Director Simon Curtis, who features in a walk-on role as candidate for artistic director, wrote to the publisher, worried that the book's "effect will be to confirm people's worst prejudices about the theatre community".

It's true that those involved in the theatre have become terrified that they will be accused of "luvviedom", a phrase that everyone has come to regret, including those who most use it.

There is an enormous interest in backstage sagas. It seems as if everyone is keeping a diary. Theatre community beware! The actor scribbling notes in rehearsal may be about to publish. Actor and director Brian Cox has done it. Film actor Richard E Grant is poised to do it. Most recently, Simon Gray has told us in blow-by-blow detail what "really went on" in the making of his flop Cell Mates. Undoubtedly it's what went on for Gray, the writer and the director. But when an author has an axe to grind and his book gives no access to other points of view, charges of historical revisionism cannot be far away.

"Riddled with inaccuracies, untrue and gratuitous remarks," is how Daldry sums up my book, refusing to honour the agreement to check the text on the grounds that "it would cost me in the region of 30 hours or four days". But, asks Stafford-Clark, "what exactly is actionable about it?" It's a reasonable question, and one that the editor of this piece is also keen to have answered.

Tuesday 8 August. I leave messages for both Daldry and his press officer, saying that I wish to contact him.

Thursday 10 August. I ring again. Marieke, Daldry's assistant, rings me back wanting more information for him. She tells me that Daldry is aware that he owes me lunch. She promises faithfully to get back to me tomorrow.

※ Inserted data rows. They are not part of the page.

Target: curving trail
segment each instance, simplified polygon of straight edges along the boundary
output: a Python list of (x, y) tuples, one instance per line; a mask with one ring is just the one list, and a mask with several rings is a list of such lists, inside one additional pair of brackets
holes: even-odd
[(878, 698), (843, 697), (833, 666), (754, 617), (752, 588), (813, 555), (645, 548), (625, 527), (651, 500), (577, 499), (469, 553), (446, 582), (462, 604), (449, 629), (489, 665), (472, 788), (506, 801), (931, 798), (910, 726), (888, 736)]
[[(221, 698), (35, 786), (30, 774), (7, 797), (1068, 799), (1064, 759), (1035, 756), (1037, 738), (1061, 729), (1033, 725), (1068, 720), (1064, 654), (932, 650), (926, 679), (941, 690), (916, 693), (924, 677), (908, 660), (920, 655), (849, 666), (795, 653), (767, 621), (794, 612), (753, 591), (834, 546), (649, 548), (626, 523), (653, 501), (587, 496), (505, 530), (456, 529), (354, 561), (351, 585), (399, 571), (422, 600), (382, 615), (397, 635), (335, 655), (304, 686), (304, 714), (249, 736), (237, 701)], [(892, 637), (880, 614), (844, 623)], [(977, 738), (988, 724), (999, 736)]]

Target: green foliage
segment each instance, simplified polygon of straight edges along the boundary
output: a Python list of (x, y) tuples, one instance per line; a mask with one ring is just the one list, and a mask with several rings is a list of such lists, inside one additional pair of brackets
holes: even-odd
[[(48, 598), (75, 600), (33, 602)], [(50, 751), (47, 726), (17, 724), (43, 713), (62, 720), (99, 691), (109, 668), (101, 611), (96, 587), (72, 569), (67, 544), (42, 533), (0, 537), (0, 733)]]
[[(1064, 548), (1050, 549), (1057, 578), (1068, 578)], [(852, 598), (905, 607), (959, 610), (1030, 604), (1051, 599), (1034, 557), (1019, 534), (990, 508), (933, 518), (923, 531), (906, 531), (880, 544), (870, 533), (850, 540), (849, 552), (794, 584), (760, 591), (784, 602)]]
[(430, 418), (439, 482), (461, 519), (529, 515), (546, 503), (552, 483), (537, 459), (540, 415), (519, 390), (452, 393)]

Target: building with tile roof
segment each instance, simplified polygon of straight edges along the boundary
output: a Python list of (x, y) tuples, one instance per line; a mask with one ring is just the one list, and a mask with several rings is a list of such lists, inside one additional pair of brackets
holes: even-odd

Friday 11 August. The telephone remains silent. This is typical of my (non-existent) relationship with Daldry over the past year. He displays charm - hence the lunch - but eludes interrogation - hence the silence.

Saturday 12 August, 4pm. An apologetic Marieke finally rings back. Daldry has decided to decline to comment, although he is aware that we have things to settle, whatever that means.

An independent publisher such as Nick Hern Books simply can't afford to take the risk of publishing and being damned (and, given its long and continuing relationship with Royal Court writers, has, in Nick Hern's words, "no interest in pissing in its own bed"). It's ironic that a theatre like the Royal Court, which built its reputation on flouting the laws of censorship, should adopt such prima-donna-style behaviour. "There are careless remarks, off-hand remarks about writers, which I regret," says Stafford-Clark, "but the book seems to me to be a detailed account of day-to-day decisions that will be of no surprise to anyone involved in either theatre or publishing."